19.00 Uhr: Die britische Regierung könnte gezwungen sein, erneut Pubs zu schließen, um die Wiedereröffnung von Schulen zu ermöglichen, sagte der bekannte Epidemiologe Graham Medley von der London School of Hygiene and Tropical Medicine gegenüber der BBC.

Medley ist Vorsitzender einer Gruppe des britischen Wissenschafts- Beratungsgremiums für Notfälle, kurz Sage, und Experte für Modellierung. Die Wiedereröffnung von Schulen müsse im Interesse von Kindern oberste Priorität haben, so Medley. Andere Aktivitäten müssten möglicherweise dafür eingestellt werden, um Infektionsraten unter Kontrolle zu halten.

In Großbritannien waren die Fallzahlen zuletzt wieder gestiegen. Premierminister Boris Johnson hat daraufhin geplante Lockerungen für ganz England gestoppt. Im Norden wurden die Maßnahmen sogar verschärft. In den betroffenen Regionen dürfen sich Mitglieder verschiedener Haushalte nicht mehr in Innenräumen und Privatgärten treffen. Johnson schloss weitere Corona-Maßnahmen nicht aus, sollten die Infektionszahlen weiter steigen.
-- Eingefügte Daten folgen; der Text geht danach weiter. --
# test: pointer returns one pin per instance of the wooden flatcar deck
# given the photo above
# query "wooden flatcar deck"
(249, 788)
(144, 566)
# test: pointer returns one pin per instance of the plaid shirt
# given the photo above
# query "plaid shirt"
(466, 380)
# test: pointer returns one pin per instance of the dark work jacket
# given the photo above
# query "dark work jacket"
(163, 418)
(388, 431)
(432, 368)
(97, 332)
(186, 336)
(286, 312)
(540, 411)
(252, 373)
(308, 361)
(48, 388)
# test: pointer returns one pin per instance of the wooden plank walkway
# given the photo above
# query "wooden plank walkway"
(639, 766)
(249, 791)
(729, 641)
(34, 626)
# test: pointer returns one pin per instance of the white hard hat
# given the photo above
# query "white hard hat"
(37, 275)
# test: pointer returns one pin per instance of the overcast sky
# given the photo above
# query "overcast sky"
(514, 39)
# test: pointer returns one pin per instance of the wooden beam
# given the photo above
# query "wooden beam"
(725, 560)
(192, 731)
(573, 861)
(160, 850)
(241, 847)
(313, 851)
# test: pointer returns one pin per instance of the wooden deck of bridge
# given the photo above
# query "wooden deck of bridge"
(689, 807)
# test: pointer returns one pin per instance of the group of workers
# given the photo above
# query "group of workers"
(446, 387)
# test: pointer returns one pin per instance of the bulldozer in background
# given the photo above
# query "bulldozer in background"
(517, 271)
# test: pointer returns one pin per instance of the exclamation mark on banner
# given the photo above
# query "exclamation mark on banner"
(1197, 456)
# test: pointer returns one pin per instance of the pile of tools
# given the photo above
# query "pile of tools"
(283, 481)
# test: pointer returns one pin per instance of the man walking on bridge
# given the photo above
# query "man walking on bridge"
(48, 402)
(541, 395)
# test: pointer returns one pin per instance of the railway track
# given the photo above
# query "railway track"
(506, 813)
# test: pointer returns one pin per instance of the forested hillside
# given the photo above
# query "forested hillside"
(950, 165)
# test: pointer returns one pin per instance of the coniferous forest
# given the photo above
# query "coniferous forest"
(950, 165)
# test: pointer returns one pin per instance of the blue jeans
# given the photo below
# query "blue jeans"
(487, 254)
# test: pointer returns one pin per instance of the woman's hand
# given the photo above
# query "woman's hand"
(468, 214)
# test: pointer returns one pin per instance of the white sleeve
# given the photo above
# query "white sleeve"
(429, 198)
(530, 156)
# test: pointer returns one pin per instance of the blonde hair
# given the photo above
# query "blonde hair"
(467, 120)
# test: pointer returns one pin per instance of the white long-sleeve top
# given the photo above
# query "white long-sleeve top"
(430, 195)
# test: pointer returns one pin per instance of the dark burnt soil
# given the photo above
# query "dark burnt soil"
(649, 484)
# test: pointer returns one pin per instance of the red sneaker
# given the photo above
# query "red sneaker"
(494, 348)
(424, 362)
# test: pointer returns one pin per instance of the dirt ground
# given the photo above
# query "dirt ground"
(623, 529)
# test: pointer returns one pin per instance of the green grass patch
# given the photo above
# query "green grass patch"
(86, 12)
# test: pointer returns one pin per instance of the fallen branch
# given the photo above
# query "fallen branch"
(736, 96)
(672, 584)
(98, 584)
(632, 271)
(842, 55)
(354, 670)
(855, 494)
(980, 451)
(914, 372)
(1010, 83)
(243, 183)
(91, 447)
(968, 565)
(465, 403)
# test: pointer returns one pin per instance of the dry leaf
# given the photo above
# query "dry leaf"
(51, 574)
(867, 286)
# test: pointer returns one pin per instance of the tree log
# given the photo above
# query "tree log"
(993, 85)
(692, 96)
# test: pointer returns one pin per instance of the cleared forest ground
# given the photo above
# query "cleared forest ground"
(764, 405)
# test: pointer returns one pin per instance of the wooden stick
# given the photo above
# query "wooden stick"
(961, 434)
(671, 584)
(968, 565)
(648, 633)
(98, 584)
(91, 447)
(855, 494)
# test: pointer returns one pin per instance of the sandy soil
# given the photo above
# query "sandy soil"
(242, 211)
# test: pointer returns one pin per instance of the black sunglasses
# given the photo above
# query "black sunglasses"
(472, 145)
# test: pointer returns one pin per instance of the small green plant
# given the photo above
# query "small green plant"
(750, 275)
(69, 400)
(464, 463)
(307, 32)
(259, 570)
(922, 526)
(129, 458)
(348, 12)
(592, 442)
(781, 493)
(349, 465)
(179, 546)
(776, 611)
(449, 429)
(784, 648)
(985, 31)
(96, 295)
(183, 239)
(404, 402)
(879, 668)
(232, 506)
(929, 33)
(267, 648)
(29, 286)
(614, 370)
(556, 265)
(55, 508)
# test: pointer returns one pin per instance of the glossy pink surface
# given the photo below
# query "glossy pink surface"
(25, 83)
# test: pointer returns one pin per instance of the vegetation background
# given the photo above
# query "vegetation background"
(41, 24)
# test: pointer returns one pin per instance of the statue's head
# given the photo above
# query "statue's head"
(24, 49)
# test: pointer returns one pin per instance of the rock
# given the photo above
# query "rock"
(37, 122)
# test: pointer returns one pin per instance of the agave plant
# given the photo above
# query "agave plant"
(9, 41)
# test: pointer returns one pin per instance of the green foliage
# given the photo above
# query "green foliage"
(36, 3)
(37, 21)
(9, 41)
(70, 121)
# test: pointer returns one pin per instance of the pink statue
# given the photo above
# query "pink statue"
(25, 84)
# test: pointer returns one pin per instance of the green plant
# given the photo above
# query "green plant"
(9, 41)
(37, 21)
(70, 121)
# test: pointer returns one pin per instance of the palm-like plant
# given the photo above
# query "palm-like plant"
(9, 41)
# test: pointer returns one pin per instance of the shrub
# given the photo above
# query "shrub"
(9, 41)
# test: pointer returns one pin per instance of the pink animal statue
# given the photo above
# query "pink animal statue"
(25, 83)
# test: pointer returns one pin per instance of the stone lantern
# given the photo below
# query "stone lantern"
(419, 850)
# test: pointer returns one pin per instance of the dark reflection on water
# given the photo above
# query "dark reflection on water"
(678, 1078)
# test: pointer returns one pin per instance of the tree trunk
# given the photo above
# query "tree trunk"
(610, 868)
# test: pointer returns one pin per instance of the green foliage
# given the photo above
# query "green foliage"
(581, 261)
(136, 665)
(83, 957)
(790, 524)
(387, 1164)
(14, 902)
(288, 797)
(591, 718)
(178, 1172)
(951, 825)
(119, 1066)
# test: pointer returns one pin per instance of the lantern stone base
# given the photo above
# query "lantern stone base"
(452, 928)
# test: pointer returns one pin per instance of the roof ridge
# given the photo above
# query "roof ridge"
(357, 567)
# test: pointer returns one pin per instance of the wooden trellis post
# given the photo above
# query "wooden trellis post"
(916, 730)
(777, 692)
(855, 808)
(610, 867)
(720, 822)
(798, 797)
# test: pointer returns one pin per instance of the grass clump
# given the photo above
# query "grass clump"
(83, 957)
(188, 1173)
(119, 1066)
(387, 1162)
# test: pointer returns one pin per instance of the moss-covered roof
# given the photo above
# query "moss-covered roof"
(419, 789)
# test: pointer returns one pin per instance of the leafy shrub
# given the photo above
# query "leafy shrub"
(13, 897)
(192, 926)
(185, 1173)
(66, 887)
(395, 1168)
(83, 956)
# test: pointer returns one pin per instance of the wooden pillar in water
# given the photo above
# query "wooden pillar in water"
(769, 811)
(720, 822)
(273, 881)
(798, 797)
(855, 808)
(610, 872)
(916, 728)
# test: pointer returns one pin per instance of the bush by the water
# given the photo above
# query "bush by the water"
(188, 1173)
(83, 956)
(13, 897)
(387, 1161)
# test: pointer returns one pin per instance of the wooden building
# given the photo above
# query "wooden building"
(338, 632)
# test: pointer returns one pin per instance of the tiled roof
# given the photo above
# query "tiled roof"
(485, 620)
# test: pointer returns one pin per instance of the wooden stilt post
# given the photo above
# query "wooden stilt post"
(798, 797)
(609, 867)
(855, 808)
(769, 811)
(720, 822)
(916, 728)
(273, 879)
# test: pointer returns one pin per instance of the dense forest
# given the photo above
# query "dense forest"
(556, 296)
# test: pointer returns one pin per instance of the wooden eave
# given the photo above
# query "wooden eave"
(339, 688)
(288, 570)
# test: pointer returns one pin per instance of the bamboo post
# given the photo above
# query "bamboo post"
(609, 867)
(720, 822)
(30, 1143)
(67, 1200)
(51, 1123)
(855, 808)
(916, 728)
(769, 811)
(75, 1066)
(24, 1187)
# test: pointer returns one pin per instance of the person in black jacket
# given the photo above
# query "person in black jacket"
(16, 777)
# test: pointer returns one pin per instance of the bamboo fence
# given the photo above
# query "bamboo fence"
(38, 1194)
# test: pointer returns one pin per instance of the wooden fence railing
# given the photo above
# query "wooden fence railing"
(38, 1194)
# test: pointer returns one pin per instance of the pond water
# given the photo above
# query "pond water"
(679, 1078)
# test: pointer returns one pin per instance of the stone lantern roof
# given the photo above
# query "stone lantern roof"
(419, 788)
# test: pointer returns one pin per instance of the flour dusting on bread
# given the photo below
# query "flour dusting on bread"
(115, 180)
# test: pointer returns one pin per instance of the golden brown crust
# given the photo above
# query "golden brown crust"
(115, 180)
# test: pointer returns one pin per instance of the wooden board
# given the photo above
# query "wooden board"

Anti-Corona-Demo in Berlin: Polizei holt Veranstalter von der Bühne 

18.31 Uhr: Bei der Auflösung der Kundgebung von Gegnern staatlicher Corona-Auflagen in Berlin hat die Polizei die Veranstaltungsbühne besetzt. Mehrere Vertreter der Veranstalter wurden daraufhin unter Protestrufen von Kundgebungsteilnehmern von der Bühne geholt.

Die Polizei hatte die Kundgebung beendet, weil die Veranstalter laut Polizei nicht in der Lage waren, die Hygienemaßnahmen einzuhalten. Dies war auch bei der Demonstration zuvor der Fall. "Aufgrund der Nichteinhaltung der Hygieneregeln wurde eine Strafanzeige gegen den Leiter der Versammlung gefertigt", twitterte die Polizei. Die Veranstalter erklärten die Demonstration anschließend für beendet.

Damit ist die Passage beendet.